Re: Restpark - Minimal RESTful API for querying RDF triples from Jerven Bolleman on 2013-04-16 (public-lod@w3.org from April 2013)

From: Jerven Bolleman <me@jerven.eu>
Date: Tue, 16 Apr 2013 21:55:11 +0200
To: Jerven Bolleman <me@jerven.eu>
Cc: Aidan Hogan <aidan.hogan@deri.org>, public-lod@w3.org
Message-Id: <3C4B425A-EA57-450E-ACBD-1969EE00BB25@jerven.eu>
In summary: if the problem you have is P-Space complete its going to run in P-Space, unless you so some really smart stuff.
restpark is refusing to try to solve a P-Space complete problem pushing all this kind of work back to the programmer using the restpark API.
This approach does not scale in manhours...
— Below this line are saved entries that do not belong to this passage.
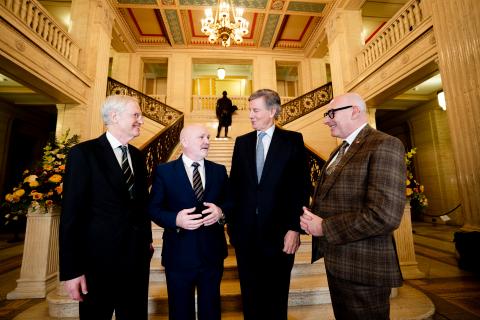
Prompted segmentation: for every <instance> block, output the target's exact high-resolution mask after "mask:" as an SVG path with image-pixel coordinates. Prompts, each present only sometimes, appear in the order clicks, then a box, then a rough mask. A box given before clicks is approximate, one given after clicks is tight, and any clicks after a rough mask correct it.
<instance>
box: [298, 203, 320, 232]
mask: <svg viewBox="0 0 480 320" xmlns="http://www.w3.org/2000/svg"><path fill="white" fill-rule="evenodd" d="M322 221H323V219H322V218H320V217H319V216H317V215H315V214H313V213H312V212H311V211H310V210H309V209H308V208H307V207H303V214H302V215H301V216H300V227H301V228H302V230H303V231H305V232H306V233H307V234H309V235H312V236H316V237H320V236H323V229H322Z"/></svg>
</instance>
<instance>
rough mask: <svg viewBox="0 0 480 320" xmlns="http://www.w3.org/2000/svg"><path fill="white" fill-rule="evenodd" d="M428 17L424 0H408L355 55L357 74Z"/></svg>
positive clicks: (418, 25)
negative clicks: (357, 72)
mask: <svg viewBox="0 0 480 320" xmlns="http://www.w3.org/2000/svg"><path fill="white" fill-rule="evenodd" d="M427 17H429V14H427V12H426V10H425V7H424V0H410V1H409V2H408V3H406V4H405V6H403V8H402V9H401V10H399V11H398V12H397V14H396V15H395V16H393V17H392V18H391V19H390V20H389V21H388V22H387V23H386V24H385V25H384V26H383V28H382V29H380V30H379V31H378V33H377V35H376V36H375V37H374V38H372V39H371V40H370V41H369V42H368V43H366V44H365V48H364V49H363V50H362V51H361V52H360V53H359V54H358V55H357V57H356V60H357V66H358V71H359V73H361V72H363V71H364V70H365V69H367V68H368V67H369V66H371V65H372V64H374V63H375V62H376V61H378V60H379V59H380V58H381V57H382V56H383V55H385V53H386V52H387V51H389V50H390V49H392V48H393V47H394V46H395V45H396V44H397V43H399V42H400V41H401V40H402V39H404V38H405V37H407V36H408V35H409V34H410V33H412V32H413V31H414V30H416V29H417V28H418V26H419V25H421V24H422V22H424V21H425V19H426V18H427Z"/></svg>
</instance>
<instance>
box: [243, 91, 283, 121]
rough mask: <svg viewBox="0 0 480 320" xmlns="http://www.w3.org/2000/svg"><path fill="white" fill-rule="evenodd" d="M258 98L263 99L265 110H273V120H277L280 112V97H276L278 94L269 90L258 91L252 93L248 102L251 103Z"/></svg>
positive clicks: (276, 96)
mask: <svg viewBox="0 0 480 320" xmlns="http://www.w3.org/2000/svg"><path fill="white" fill-rule="evenodd" d="M258 98H263V99H264V101H265V105H266V106H267V110H272V109H275V118H277V117H278V115H279V114H280V111H282V107H281V102H280V96H279V95H278V93H277V92H276V91H273V90H271V89H260V90H257V91H255V92H254V93H252V94H251V95H250V97H249V98H248V101H252V100H255V99H258Z"/></svg>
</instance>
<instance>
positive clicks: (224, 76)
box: [217, 67, 226, 80]
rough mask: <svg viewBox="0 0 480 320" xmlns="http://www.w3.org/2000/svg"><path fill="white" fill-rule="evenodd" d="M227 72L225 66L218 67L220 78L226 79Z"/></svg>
mask: <svg viewBox="0 0 480 320" xmlns="http://www.w3.org/2000/svg"><path fill="white" fill-rule="evenodd" d="M225 74H226V72H225V68H224V67H220V68H218V69H217V76H218V79H220V80H223V79H225Z"/></svg>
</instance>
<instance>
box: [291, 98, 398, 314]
mask: <svg viewBox="0 0 480 320" xmlns="http://www.w3.org/2000/svg"><path fill="white" fill-rule="evenodd" d="M324 116H325V120H324V123H325V124H326V125H327V126H329V127H330V132H331V135H332V136H334V137H337V138H341V139H343V140H344V142H343V143H342V145H340V146H339V147H338V148H337V149H336V150H334V152H332V154H331V155H330V159H329V160H328V161H327V163H326V165H325V167H324V168H323V169H322V173H321V175H320V178H319V181H318V186H317V189H316V191H315V194H314V197H313V206H312V210H309V209H307V208H304V213H303V215H302V216H301V218H300V225H301V227H302V229H303V230H304V231H305V232H307V233H308V234H311V235H312V236H314V237H313V251H312V261H315V260H317V259H319V258H321V257H324V258H325V267H326V270H327V278H328V285H329V289H330V296H331V299H332V306H333V310H334V313H335V318H336V319H389V312H390V302H389V296H390V291H391V288H392V287H399V286H401V285H402V275H401V272H400V267H399V263H398V258H397V255H396V250H395V243H394V239H393V231H394V230H395V229H396V228H397V227H398V226H399V224H400V220H401V218H402V214H403V209H404V206H405V176H406V168H405V162H404V153H405V149H404V146H403V145H402V143H401V141H400V140H398V139H397V138H395V137H392V136H389V135H387V134H385V133H382V132H380V131H377V130H375V129H373V128H372V127H370V126H369V125H368V124H367V119H368V117H367V114H366V105H365V102H364V101H363V99H362V98H361V97H360V96H359V95H358V94H355V93H347V94H345V95H342V96H339V97H336V98H335V99H333V100H332V101H331V102H330V105H329V109H328V112H326V113H325V115H324Z"/></svg>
On Apr 16, 2013, at 9:51 PM, Jerven Bolleman wrote:

> Hi Aidan,
> 
> I think that you are jumping to conclusions. While a RDF store that can hold any RDF data will answer queries 
> in P-Space, however that is an extremely generic solution. There is no need that a fully SPARQL1.1 query compliant engine needs to hold 
> true to this [1]. 
> 
> This is a thought exercise. Lets assume you have very limited data in your restpark endpoint.
> 
> example:a constant:predicate object:a
> example:b constant:predicate object:b
> .
> .
> .
> example:z constant:predicate object:z
> 
> and so on. A subject is never an object in this dataset.
> 
> Then in this specific case 
> 
> /restpark?subject={subject}&predicate={predicate}&object={object}
> can be translated directly from
> /sparql?query=SELECT * WHERE {?subject ?predicate ?object}
> if your dataset does not allow any joins then your query engine can translate directly from the sparql variant into the restpark call.
> 
> So in this limited case SPARQL given this data is in the same complexity call as restpark.
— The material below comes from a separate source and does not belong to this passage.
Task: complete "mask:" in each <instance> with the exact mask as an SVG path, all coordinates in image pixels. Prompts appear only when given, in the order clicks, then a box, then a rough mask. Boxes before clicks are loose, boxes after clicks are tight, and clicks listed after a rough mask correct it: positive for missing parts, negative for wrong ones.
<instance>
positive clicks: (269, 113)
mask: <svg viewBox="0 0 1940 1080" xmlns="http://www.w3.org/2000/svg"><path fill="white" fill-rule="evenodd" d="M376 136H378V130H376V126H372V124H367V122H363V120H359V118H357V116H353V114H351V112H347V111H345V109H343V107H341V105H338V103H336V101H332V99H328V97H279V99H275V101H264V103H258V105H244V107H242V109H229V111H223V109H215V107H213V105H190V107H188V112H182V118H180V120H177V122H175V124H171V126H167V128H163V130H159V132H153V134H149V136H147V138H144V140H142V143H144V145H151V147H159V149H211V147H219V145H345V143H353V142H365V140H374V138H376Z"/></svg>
> In other words restpark can be hidden behind a SPARQL query engine that limits itself to only answering
> /sparql?query=SELECT * WHERE {?subject ?predicate ?object}
> Actually looking at the Jena and Sesame API's for triple source running a SPARQL endpoint on top of your API is dead simple. 
> 
> So I postulate that for your this use case SPARQL scales as well as restpark (the restpark API being a proper subset of SPARQL)
> 
> And you may say but thats insane but I have done similar work for making tab-delimited bioinformatics databases accessible this way [2]. 
> 
> The credo that SPARQL does not scale in comparison to restpark does not hold true because restpark cannot answer queries that SPARQL endpoints could.
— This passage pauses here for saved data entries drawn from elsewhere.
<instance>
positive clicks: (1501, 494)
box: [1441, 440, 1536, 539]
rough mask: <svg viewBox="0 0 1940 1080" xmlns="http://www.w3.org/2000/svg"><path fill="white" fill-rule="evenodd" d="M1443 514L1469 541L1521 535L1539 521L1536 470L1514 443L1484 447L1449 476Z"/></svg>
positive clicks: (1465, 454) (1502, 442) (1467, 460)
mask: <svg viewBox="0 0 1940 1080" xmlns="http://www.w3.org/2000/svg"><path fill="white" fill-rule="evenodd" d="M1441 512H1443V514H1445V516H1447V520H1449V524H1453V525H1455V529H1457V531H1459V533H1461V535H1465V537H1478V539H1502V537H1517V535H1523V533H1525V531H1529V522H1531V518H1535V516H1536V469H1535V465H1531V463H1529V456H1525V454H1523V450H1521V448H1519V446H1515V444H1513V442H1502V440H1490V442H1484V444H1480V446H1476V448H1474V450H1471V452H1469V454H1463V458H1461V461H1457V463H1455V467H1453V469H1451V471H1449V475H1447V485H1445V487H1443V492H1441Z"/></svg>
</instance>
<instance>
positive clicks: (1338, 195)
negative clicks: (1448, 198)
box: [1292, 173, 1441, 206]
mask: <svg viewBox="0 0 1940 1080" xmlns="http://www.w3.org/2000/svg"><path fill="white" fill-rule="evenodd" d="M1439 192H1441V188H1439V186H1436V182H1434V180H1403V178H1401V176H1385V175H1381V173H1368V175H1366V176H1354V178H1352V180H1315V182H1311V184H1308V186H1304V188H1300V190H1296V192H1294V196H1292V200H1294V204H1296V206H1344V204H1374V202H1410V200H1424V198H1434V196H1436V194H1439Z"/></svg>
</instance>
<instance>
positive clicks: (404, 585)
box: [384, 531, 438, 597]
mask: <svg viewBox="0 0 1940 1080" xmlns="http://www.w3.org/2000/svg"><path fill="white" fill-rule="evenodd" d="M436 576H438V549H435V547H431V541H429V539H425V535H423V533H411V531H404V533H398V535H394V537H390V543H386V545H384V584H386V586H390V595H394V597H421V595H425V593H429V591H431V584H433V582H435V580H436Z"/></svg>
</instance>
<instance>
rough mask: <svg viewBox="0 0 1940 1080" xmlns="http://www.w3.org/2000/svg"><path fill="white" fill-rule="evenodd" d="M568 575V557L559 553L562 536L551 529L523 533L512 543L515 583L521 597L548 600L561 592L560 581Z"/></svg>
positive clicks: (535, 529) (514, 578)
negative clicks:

> Not competing in most of the performance race is not the same as winning the race ;)
> 
> Regards,
> Jerven
> 
> [1] If full SPARQL update is supported then things change.
> [2] See https://github.com/JervenBolleman/sparql-bed/ for a simple example (just implement the sesame triple source API).
> 
> On Apr 16, 2013, at 9:28 PM, Aidan Hogan wrote:
> 
>> On 16/04/2013 20:02, Kingsley Idehen wrote:
>>> On 4/16/13 2:53 PM, Aidan Hogan wrote:
>>>> On 16/04/2013 19:21, Kingsley Idehen wrote:
>>>>> SPARQL scales† ...
>>>> 
>>>> † with the minor exception of answering SPARQL queries.
>>>> 
>>>> Cheers,
>>>> Aidan
>>>> 
>>>> 
>>> Please clarify what you mean, especially with regards to how that could
>>> be deficient to what some RESTful API might offer.
>> 
>> Sure.
>> 
>> 
>> In theory, SPARQL evaluation (answering a SPARQL query) is P-Space Complete [1]. Aside from some nasty OPTIONAL examples it's NP-Complete in query complexity since you're doing graph matching (homomorphisms). It doesn't scale and only selective parts can be parallelised.
>> 
>> In practice, it is not at all difficult to find (interesting) SPARQL queries that existing engines cannot run completely and correctly. I (unfortunately) find them all the time without even trying.
>> 
>> SPARQL evaluation does not scale, cannot scale, will never scale.
>> 
>> But maybe I misunderstand. What do you mean when you say "SPARQL scales"? :)
>> 
>> 
>> With respect to Restpark, binary search is logarithmic and answering a Restpark query would require one or two lookups. Some potential problems for scale arise from low-selectivity lookups, but that's a drop in the ocean compared to what's faced by SPARQL engines.
>> 
>> Cheers,
>> Aidan
>> 
>> 
>> [1] Jorge Pérez, Marcelo Arenas, Claudio Gutierrez: Semantics and complexity of SPARQL. ACM Trans. Database Syst. 34(3) (2009)
>> 
>> 
>
Received on Tuesday, 16 April 2013 19:55:45 UTC